Mequon, WI -- 19 years ago, a man just outside Milwaukee looked out at a square mile of farmland, and decided it needed to change.
With a purchase and donation, a unique, 150-year transformation project began, called Mequon Nature Preserve.
Now well-underway, conservationists will spend the next century-plus returning hundreds of acres to the forest, prairie and wetland it was in the early 1800's.
It's an incredibly difficult task, made even tougher by an almost constant battle with invasive plants sprouting all over the chunk of land.
But staff at the preserve have a new tool to help fight the pesky plants.
A tool with four legs and a powerful nose.
There's nothing new about a dog being used for hunting in the State of Wisconsin.
What is new is a dog in Wisconsin, hunting invasive species.
Enter Tilia -- a 3-year-old Chocolate Lab, who has a rare job title.

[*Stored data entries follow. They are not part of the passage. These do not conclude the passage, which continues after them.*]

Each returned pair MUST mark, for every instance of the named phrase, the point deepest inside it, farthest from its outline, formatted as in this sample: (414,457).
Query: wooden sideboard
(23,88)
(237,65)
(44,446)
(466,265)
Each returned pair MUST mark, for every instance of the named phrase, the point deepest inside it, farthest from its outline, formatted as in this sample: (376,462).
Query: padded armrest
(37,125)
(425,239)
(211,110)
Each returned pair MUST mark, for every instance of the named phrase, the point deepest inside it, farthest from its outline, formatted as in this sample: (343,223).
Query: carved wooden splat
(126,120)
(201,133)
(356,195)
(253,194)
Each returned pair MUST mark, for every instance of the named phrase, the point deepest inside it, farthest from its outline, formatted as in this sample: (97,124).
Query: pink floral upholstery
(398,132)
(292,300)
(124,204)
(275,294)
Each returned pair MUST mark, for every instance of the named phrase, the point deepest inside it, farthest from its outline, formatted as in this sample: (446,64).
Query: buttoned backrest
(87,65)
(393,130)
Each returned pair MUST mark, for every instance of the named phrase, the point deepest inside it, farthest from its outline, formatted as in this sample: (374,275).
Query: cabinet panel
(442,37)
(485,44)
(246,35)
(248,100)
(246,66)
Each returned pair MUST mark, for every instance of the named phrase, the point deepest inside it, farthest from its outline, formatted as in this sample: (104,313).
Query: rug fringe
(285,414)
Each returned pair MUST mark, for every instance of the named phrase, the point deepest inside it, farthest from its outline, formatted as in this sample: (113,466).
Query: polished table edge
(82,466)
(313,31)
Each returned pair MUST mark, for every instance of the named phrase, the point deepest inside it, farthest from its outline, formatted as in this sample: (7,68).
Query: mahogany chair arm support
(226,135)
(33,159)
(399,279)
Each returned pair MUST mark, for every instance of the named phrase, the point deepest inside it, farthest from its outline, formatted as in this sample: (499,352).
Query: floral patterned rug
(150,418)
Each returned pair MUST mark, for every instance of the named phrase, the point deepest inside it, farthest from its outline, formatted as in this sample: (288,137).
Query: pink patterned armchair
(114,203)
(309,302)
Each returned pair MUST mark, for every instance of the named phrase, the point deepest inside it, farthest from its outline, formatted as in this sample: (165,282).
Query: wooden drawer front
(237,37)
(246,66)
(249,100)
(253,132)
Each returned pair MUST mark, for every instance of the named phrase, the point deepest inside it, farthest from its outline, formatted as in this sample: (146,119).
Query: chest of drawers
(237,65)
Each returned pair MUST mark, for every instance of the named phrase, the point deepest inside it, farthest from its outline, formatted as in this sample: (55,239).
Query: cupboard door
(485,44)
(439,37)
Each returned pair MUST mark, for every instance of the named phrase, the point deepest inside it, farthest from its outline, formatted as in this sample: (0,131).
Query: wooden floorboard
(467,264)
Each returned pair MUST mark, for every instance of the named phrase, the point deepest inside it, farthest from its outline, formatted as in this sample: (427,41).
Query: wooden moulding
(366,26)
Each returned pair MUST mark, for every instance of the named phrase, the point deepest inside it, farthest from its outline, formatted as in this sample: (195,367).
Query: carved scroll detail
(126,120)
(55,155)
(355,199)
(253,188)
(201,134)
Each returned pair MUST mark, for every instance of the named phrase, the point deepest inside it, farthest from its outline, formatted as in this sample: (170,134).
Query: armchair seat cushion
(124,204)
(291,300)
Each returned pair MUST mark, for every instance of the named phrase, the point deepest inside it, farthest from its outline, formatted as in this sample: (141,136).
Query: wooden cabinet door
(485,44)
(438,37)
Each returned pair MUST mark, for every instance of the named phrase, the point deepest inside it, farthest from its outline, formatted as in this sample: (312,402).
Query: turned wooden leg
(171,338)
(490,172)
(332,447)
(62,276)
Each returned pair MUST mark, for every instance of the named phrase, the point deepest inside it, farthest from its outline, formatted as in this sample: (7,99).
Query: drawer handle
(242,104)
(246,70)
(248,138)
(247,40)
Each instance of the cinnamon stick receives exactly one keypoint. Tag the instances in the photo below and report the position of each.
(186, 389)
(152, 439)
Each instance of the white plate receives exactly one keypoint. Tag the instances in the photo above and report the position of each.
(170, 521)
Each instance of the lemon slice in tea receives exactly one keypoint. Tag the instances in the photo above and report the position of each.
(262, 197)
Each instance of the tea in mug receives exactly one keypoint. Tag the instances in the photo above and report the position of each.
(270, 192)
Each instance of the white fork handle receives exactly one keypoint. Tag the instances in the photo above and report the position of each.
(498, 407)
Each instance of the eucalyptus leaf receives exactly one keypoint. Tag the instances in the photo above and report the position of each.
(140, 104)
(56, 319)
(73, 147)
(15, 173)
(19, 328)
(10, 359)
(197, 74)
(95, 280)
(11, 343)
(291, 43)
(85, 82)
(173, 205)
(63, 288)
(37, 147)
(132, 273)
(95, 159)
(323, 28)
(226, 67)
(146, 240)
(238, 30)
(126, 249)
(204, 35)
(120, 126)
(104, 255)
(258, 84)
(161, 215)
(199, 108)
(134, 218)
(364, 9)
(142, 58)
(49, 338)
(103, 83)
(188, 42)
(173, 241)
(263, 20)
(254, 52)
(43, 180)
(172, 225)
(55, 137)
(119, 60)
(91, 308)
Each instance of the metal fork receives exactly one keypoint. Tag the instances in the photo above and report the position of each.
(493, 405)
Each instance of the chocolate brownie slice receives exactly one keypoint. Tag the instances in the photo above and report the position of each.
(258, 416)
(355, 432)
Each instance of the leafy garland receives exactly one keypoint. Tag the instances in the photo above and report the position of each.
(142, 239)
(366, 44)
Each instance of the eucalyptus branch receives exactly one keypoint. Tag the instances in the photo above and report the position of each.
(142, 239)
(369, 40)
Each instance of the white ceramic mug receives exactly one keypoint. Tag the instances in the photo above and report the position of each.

Conservation dog.
"I get to work with her, which is a joy," said Cory Gritzmacher.
Cory Gritzmacher is Tilia's nature preserve partner in crime. The two have spent a lot of time together, training, and now suiting up and searching.
"She has this vest on so she knows she's going to work" said Gritzmacher.
Going to work means finding tiny plants in a giant plot of land. Something that would otherwise take a ton of time, requiring a lot of manpower.
"Currently she's trained on Wild Parsnip and Garlic Mustard. Those are two hard-to-control invasive species that can be hard to find." "Her cue to us is a pretty passive approach, I refer to it as a look. She'll turn around and pause and look at me and say 'hey its right here, pay me I want a reward'. She's doing it for food. That's what motivates her," said Gritzmacher.
But the job doesn't end there for Tilia. When she's not hunting, she's teaching.
Gritzmacher takes Tilia to schools, to help kids learn about the importance of conservation.
The pooch even has her own Instagram account with a pretty sizable following.
"She's kind of the Smokey Bear of the conservation world," said Gritzmacher. "Smokey was all about preventing forest fires, and we're using Tilia to talk about invasive species removal."
Tilia serving is several roles. Conservation ambassador, man's best friend and invasive species worst nightmare.
Tilia is the first ever on-staff Conservation Dog in the state of Wisconsin. And she's just getting started.
They plan to train her to sniff out even more invasives.
As for Mequon Nature Preserve, it's a non-profit that continues to receive funding through donations and grants.
So far, they've planted more than 10,000 native trees and shrubs.